The groups are hitting McConnell with two new ads, one on the radio and one online, that touch on a range of issues toxic to the right.
{mosads}The radio ad, from the Senate Conservatives Fund, criticizes McConnell’s procedural vote to move a debt ceiling hike forward, and his work with Vice President Biden on the “fiscal cliff” deal that included a tax hike on higher income households.
The Madison Project’s nearly two-minute online ad juxtaposes clips of McConnell talking about fiscal responsibility and government spending on the Senate floor and at press conferences with on-screen text outlining his votes to raise the debt limit.
Both groups have endorsed Bevin.
The support from the right comes as Bevin has endured a rough couple of weeks in the race.
Questions over a report praising the financial bailout that he signed while president of an investment fund have dogged Bevin for most of February, bringing him negative coverage on conservative news sites and fueling attacks from McConnell’s campaign that Bevin has exhibited at best hypocrisy and at worst a “history of deceptions.”
Bevin has attacked McConnell for supporting, and helping to pass, the bailout — and the report seems to undermine that attack.

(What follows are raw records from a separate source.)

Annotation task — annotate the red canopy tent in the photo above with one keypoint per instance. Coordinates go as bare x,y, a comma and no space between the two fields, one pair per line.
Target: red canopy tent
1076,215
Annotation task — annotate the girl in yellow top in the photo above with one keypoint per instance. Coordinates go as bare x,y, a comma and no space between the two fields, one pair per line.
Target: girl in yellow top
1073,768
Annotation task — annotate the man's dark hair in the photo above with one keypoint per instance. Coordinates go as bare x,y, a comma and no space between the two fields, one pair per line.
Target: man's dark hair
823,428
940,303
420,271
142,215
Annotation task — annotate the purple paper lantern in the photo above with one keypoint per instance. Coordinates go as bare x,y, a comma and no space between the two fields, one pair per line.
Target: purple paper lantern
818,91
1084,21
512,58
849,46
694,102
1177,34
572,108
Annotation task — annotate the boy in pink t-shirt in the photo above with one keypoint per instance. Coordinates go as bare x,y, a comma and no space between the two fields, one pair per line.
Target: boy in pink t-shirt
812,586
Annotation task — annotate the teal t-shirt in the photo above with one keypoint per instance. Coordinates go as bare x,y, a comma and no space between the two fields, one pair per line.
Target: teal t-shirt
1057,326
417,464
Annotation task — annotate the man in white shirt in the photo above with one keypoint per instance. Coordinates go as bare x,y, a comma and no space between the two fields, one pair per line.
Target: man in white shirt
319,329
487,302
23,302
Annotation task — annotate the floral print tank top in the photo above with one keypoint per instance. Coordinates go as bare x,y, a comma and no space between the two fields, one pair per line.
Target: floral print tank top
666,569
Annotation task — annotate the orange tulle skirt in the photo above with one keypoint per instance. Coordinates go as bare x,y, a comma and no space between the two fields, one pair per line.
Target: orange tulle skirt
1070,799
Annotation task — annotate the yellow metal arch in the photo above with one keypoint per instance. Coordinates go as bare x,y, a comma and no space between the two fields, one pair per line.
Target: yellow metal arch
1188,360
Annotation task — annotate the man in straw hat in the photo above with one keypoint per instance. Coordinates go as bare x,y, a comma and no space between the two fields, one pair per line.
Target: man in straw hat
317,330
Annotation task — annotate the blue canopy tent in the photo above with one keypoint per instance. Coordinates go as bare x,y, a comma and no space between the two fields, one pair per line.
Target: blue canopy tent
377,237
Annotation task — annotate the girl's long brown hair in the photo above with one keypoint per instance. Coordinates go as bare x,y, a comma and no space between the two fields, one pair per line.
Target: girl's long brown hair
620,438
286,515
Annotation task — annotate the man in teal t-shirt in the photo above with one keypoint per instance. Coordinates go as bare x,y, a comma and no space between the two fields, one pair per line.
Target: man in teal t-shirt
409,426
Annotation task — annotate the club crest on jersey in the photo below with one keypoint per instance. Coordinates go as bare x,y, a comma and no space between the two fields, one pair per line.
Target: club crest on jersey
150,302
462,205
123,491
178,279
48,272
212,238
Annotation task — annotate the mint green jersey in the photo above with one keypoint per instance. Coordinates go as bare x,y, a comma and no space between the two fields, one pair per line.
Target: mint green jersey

Bevin’s explanation for the report, which shifted multiple times, was widely panned, and two surveys out over the past month have shown him struggling to gain traction against McConnell, and underwater in terms of his popularity.
But the two conservative groups are pledging to stay by him and are now working to refocus the race on McConnell.
The minute-long radio ad from the Senate Conservatives Fund is punctuated with piercing whistle notes after the narrator lays out each apparent misdeed of McConnell’s, an addition certain to make the ad hard for listeners to forget.
“Someone needs to blow the whistle on Mitch McConnell. After 30 years in Washington, McConnell is shamelessly attacking conservative Matt Bevin. Truth is, it was Mitch McConnell who voted for the bank bailout,” a narrator says in the ad.
It goes on to outline his votes to raise the debt limit, says he “worked with Joe Biden to pass a $600 billion ‘fiscal-cliff’ tax hike” and notes he opposed the conservative strategy to defund ObamaCare that ultimately led to the government shutdown.
Conservatives believe McConnell is the most vulnerable he’s ever been to a primary challenge because of persistently low approval ratings in his state, but most observers expect him to emerge victorious from the primary. His expected challenger in the general election, Democrat Alison Lundergan Grimes, is considered a greater threat.